# Example of Using a Chat Model in LangChain
Here’s a basic example illustrating how to use a chat model (specifically ChatGroq) in LangChain:

Chat models are advanced language models that handle conversational messages and produce message-based outputs. They excel in interactive applications like chatbots, virtual assistants, and other dialog-based interfaces.

# 1. Basic Chat Model Setup with Hugging Face


In [None]:
pip install -qU langchain huggingface_hub


In [None]:
from langchain.llms import HuggingFaceHub
import os

# Set up your Hugging Face API key
os.environ["HUGGINGFACEHUB_API_TOKEN"] = " put your api key"

# Initialize a language model from Hugging Face
chat_model = HuggingFaceHub(repo_id="microsoft/DialoGPT-medium", model_kwargs={"temperature": 0.7})

# Send a message to simulate a conversation
response = chat_model("Hello! How can I assist you today?")
print(response)


# 2. Function and Tool Calling with Chat Models

Chat models can perform specific actions or “tools” based on input.
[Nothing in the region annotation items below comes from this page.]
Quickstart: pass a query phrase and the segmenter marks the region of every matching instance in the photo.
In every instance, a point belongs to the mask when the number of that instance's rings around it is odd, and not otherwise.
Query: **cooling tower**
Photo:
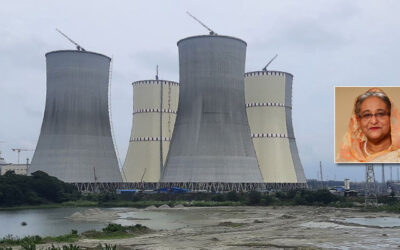
[[[262,182],[245,109],[246,46],[228,36],[178,42],[178,114],[162,182]]]
[[[285,72],[245,74],[251,137],[266,183],[306,183],[293,133],[292,82]]]
[[[46,54],[42,129],[29,173],[65,182],[120,182],[110,129],[110,58],[84,51]]]
[[[132,85],[132,132],[122,176],[127,182],[158,182],[174,130],[179,86],[164,80]]]

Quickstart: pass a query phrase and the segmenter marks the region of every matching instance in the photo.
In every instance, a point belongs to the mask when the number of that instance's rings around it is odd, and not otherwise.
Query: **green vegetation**
[[[92,230],[84,232],[82,235],[91,239],[120,239],[130,238],[148,232],[150,232],[150,229],[146,226],[142,226],[141,224],[136,224],[135,226],[108,224],[107,227],[103,228],[102,232]]]
[[[21,246],[22,249],[36,249],[36,245],[45,244],[45,243],[74,243],[81,238],[89,238],[89,239],[120,239],[120,238],[131,238],[137,235],[145,234],[151,232],[151,230],[140,224],[136,224],[135,226],[122,226],[120,224],[108,224],[102,231],[91,230],[78,234],[78,231],[72,230],[70,234],[60,235],[60,236],[48,236],[48,237],[40,237],[38,235],[35,236],[26,236],[24,238],[14,237],[12,235],[8,235],[3,239],[0,239],[0,250],[8,250],[11,246]],[[52,246],[48,249],[79,249],[79,247],[75,245],[66,245],[62,248],[56,248]],[[105,245],[102,248],[96,249],[115,249],[114,246]]]

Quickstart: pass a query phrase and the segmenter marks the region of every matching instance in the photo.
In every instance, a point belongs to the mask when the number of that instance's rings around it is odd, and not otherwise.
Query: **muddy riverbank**
[[[143,216],[147,211],[149,218]],[[98,216],[101,214],[101,216]],[[153,218],[151,214],[162,215]],[[137,217],[137,216],[139,217]],[[141,216],[140,216],[141,215]],[[146,215],[146,214],[145,214]],[[329,207],[212,207],[212,208],[125,208],[88,210],[71,220],[104,218],[153,227],[152,233],[118,240],[81,239],[81,247],[99,243],[119,249],[395,249],[400,247],[396,225],[361,225],[351,218],[398,219],[399,214],[360,212]],[[122,219],[121,219],[122,218]],[[157,225],[157,220],[164,218]],[[169,228],[169,224],[171,227]],[[153,225],[153,226],[152,226]],[[400,226],[400,225],[399,225]]]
This is useful in applications where certain actions, like retrieving weather info or performing calculations, are needed

In [None]:
from langchain_core.tools import Tool

def calculate_square(num):
    return num ** 2

# Example function to get square and format response
def get_square_response(question):
    if "square of" in question:
        # Extract the number from the question (for simplicity, we use '5')
        number = 5  # or use regex to extract numbers dynamically from question
        result = calculate_square(number)
        return f"The square of {number} is {result}."
    else:
        return "I'm here to answer your questions!"

# Sample input
question = "What is the square of 5?"
response = get_square_response(question)
print(response)


# 3. Returning Structured Output
For applications that require structured responses, like JSON, you can guide the model to return structured data:

In [None]:
structured_prompt = "Provide the answer in JSON format with fields 'greeting' and 'response'."
response = chat_model.invoke(f"{structured_prompt} Hello!")
print(response)  # Expected output: {"greeting": "Hello", "response": "Hi there!"}


# 4. Caching Model Responses
Caching saves responses for repeated queries, which can reduce latency and costs.

In [None]:
from langchain.chat_models import ChatOpenAI
from langchain.schema import LLMResult

# Initialize the model
chat_model = ChatOpenAI()

# Simple cache dictionary
cache = {}

# Caching wrapper function
def cached_invoke(prompt):
    if prompt in cache:
        print("Retrieving from cache...")
        return cache[prompt]
    else:
        print("Generating new response...")
        response = chat_model.invoke(prompt)
        cache[prompt] = response
        return response

# Testing the cache
response_1 = cached_invoke("Hello!")
response_2 = cached_invoke("Hello!")  # This should retrieve from cache
print(response_1)
print(response_2)


# 5. Log Probabilities of Responses
Hugging Face models can provide token probabilities, useful for debugging or evaluating response confidence.

In [None]:
pip install openai==0.28

In [None]:
import getpass
import os

if "OPENAI_API_KEY" not in os.environ:
    os.environ["OPENAI_API_KEY"] = getpass()
    

In [None]:
from langchain_openai import ChatOpenAI

llm = ChatOpenAI(model="gpt-4o-mini").bind(logprobs=True)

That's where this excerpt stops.